“Devemos ter uma boa memória para sermos capazes de cumprir as promessas que fazemos.”
— Friedrich Nietzsche.
|x|
Risadas delicadas inundavam o campinho de futebol da cidade de Karakura. Toushirou perdera as contas de quanto tempo estava ali, no Mundo Real, jogando uma partida particular de futebol com sua amiga humana, sob o olhar atento de Haru-baa-chan.

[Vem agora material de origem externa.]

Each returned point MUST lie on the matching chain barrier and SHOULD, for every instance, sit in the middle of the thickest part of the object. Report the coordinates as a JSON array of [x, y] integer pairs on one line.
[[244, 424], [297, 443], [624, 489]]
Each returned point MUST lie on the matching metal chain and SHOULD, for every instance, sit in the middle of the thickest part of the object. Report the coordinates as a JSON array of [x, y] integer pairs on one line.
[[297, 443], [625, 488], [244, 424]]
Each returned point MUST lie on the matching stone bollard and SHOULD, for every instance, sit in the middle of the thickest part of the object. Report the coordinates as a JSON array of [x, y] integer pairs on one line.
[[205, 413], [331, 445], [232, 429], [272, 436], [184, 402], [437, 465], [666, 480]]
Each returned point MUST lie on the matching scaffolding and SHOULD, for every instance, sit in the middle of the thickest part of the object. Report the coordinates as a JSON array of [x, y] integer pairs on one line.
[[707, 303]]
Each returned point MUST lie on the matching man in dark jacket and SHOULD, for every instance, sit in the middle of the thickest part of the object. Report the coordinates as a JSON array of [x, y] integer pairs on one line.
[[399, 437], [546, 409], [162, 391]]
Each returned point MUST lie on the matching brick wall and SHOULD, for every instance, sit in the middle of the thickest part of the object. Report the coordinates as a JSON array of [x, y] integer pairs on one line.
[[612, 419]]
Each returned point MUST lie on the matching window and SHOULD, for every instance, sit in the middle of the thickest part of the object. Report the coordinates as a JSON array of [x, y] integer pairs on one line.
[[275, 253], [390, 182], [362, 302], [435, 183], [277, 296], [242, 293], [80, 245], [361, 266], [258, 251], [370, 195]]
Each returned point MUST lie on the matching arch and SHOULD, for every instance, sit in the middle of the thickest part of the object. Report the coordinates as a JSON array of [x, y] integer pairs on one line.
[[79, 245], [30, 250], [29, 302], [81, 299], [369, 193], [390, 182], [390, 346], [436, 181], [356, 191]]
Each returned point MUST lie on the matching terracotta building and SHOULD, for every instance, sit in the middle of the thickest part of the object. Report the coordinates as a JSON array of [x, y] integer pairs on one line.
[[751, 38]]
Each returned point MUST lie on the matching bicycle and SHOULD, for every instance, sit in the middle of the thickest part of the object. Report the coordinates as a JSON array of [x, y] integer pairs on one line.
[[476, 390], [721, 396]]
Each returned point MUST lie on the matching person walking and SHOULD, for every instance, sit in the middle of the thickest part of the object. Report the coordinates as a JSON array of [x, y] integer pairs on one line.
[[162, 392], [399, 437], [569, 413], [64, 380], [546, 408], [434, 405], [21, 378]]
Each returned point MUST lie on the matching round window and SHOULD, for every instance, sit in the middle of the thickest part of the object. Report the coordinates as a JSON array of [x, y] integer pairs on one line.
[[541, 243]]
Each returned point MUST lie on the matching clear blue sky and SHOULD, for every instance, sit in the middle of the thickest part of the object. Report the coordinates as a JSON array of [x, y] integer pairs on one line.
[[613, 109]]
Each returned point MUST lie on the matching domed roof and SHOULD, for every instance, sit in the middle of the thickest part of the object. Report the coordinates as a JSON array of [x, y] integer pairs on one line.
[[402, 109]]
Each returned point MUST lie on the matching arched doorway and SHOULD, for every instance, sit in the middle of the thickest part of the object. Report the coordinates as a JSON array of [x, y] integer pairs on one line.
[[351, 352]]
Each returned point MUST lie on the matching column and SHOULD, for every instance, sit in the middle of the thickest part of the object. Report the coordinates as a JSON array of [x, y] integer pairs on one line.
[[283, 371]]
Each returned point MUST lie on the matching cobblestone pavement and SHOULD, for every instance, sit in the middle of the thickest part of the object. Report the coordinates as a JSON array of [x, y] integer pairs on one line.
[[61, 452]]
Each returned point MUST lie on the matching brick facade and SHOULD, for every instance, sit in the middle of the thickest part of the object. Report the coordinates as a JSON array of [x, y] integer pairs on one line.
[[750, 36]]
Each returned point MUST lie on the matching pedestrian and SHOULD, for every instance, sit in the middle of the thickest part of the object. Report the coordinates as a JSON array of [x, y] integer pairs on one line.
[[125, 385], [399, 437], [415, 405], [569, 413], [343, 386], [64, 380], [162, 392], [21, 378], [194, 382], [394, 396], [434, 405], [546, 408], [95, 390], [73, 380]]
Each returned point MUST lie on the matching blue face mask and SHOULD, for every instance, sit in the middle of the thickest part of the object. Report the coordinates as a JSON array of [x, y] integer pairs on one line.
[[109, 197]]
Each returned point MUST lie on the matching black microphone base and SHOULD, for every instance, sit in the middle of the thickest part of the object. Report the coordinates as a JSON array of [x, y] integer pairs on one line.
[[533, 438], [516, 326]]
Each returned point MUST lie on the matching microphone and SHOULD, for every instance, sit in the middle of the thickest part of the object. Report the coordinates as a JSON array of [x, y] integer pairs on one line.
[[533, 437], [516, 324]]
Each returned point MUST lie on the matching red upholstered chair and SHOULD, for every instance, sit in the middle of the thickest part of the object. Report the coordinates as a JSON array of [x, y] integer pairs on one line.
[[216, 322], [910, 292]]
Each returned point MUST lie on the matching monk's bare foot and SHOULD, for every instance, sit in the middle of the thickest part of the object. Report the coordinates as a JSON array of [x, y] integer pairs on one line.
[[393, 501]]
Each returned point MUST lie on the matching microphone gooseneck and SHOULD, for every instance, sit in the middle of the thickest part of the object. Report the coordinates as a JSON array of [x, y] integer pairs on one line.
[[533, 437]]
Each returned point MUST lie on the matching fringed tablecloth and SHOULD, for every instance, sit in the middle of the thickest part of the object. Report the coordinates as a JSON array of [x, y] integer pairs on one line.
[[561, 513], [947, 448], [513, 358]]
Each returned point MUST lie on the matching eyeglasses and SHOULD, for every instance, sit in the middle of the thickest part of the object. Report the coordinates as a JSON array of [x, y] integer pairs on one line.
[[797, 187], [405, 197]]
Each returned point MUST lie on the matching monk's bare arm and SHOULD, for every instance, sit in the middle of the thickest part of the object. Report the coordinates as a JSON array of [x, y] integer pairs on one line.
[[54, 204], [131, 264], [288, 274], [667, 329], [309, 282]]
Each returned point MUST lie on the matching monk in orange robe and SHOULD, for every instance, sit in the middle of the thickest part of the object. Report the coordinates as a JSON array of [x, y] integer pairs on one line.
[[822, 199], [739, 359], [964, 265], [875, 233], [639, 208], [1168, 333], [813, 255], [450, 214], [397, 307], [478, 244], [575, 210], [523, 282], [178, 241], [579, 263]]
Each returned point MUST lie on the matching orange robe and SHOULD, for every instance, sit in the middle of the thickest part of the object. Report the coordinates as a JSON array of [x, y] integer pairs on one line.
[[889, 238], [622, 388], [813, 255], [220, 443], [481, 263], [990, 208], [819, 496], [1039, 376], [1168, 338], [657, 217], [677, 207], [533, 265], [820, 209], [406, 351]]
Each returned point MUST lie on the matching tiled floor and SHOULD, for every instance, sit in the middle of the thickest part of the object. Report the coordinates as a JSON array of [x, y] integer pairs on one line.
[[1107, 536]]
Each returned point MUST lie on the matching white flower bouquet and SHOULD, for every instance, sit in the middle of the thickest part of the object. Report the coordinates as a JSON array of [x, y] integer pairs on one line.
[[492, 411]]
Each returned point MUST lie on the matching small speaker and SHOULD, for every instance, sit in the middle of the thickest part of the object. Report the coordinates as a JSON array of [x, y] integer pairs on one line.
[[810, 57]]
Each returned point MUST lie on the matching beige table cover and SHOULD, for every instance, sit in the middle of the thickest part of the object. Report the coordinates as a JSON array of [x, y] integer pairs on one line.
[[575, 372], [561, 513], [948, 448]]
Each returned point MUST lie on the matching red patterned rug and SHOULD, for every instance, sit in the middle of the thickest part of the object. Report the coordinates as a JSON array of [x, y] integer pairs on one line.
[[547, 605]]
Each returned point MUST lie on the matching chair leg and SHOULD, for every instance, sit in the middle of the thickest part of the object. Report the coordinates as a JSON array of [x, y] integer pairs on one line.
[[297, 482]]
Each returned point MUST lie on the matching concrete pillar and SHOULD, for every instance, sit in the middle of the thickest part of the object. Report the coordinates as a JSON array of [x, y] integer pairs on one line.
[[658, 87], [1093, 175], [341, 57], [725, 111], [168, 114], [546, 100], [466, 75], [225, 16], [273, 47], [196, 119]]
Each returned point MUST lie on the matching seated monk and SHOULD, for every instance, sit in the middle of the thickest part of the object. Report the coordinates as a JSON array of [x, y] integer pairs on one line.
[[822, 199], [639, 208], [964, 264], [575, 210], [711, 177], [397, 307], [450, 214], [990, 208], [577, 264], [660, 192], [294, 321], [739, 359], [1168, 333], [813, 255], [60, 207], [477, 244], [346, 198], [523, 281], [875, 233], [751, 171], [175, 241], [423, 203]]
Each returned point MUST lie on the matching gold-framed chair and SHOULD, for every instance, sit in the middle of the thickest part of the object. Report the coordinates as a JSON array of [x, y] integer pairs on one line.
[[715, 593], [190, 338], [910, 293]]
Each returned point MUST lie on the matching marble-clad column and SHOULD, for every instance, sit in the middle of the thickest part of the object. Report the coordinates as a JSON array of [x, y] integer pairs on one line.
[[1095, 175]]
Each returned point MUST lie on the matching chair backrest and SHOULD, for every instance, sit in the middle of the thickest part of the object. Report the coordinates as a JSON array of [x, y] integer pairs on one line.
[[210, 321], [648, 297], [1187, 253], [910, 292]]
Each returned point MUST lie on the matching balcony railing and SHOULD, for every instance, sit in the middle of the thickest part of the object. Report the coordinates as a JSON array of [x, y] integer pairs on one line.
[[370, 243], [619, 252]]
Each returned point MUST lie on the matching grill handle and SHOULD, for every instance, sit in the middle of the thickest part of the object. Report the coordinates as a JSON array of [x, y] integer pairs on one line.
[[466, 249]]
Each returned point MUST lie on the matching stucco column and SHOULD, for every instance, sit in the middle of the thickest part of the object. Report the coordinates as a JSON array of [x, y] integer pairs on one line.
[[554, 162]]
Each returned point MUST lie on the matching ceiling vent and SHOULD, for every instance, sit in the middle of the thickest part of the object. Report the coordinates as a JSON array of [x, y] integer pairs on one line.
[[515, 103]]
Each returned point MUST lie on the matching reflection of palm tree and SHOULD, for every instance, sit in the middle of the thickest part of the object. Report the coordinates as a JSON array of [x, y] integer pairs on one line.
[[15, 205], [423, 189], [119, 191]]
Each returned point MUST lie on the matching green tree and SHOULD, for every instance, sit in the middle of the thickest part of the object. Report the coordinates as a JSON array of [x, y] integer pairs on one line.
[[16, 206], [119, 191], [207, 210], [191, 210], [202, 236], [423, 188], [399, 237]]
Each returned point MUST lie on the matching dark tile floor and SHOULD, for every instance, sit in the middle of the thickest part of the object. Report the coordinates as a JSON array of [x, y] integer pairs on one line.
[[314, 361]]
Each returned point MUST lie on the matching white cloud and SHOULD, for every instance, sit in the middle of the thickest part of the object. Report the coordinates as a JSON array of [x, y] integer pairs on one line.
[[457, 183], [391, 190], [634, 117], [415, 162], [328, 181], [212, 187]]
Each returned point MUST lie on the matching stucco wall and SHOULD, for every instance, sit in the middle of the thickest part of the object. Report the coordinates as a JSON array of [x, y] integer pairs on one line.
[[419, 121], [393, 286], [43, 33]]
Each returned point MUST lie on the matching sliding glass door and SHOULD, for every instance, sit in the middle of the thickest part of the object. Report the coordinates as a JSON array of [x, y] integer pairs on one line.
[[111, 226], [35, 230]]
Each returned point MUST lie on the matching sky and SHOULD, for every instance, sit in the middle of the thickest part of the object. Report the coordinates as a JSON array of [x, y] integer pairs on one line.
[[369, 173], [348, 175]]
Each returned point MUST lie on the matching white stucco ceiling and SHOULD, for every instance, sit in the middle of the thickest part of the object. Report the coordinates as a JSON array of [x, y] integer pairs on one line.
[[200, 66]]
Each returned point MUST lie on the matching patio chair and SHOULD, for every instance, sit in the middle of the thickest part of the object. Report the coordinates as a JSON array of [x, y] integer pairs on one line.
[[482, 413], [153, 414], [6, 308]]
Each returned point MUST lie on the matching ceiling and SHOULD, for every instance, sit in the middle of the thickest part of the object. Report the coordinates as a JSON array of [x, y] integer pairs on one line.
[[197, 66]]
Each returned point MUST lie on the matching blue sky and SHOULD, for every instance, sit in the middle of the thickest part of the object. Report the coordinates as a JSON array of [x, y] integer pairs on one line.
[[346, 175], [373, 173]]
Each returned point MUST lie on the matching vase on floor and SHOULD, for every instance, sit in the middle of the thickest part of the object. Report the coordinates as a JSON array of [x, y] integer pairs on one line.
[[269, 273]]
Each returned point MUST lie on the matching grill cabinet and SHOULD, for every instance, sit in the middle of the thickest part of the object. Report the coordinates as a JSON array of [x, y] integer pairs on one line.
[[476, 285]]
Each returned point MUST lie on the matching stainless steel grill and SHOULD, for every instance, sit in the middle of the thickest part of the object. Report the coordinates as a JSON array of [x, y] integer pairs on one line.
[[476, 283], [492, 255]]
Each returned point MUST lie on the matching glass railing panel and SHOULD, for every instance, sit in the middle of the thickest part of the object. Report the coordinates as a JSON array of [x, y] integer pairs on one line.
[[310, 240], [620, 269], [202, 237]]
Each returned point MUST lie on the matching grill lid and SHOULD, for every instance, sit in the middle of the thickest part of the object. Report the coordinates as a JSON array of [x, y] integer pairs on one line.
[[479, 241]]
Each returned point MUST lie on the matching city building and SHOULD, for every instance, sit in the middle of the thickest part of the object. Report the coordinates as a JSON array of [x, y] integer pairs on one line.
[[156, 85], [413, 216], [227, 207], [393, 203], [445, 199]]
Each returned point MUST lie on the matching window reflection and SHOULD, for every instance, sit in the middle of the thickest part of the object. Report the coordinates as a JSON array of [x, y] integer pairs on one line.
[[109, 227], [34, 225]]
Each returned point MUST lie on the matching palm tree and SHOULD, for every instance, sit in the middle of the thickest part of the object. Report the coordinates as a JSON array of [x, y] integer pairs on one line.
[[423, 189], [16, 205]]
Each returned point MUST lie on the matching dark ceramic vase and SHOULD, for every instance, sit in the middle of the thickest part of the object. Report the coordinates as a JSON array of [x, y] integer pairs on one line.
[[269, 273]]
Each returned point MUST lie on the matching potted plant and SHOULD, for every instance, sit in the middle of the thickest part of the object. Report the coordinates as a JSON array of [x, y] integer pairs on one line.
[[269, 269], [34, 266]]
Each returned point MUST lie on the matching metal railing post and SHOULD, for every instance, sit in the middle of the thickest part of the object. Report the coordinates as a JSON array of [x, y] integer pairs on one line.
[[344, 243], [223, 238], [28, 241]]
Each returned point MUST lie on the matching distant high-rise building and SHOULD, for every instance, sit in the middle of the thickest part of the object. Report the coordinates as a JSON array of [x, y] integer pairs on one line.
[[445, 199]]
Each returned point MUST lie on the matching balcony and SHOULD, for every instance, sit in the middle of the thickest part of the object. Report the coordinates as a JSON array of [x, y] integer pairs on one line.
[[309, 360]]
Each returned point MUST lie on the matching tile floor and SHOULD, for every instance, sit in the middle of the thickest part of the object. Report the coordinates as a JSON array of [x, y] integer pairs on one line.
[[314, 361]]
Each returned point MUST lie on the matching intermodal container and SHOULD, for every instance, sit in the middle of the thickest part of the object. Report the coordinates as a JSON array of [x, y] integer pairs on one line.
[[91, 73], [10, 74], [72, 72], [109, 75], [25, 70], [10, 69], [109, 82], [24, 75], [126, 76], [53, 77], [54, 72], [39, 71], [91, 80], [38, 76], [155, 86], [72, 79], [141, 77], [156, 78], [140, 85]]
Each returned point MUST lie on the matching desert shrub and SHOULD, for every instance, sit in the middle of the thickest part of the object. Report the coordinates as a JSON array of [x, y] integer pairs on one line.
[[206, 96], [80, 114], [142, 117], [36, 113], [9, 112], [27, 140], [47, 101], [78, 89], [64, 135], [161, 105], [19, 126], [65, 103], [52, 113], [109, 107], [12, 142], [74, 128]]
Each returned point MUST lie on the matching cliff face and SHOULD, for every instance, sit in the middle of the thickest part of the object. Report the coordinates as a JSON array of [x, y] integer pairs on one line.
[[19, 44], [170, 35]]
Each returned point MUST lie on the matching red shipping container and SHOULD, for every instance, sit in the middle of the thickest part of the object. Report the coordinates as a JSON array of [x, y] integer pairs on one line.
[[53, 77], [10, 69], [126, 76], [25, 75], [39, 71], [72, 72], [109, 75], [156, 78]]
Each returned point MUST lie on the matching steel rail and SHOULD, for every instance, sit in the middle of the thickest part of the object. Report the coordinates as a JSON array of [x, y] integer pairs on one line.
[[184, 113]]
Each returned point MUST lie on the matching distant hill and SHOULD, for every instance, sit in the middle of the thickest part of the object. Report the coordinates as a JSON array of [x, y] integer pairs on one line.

Os olhos turquesa focaram na garota que lhe lançava insultos sobre sua estatura e se divertia às suas custas – Kurosaki maldita que sabia usar seus pontos fracos contra ele. Toushirou teria parado para revidar as provocações se não estivesse tão compenetrado no objeto circular sob seus pés. A sua adversária já havia desistido de jogar sério quando seu fôlego começou a se esvair e o Sol subiu nos céus de Karakura, tornando a manhã de clima morno num dia um tanto quanto quente.
A tensão da Guerra era palpável na Soul Society, todos estavam praticamente enlouquecendo com a calmaria antes da tempestade causada por Aizen e seus subordinados. Ele próprio estava tenso. Contudo, uma de suas ocasionais visitas ao lado de certa humana de cabelos negros sempre ajudara aliviar o peso da imensa carga em seus ombros – como se ele fosse um jovem normal.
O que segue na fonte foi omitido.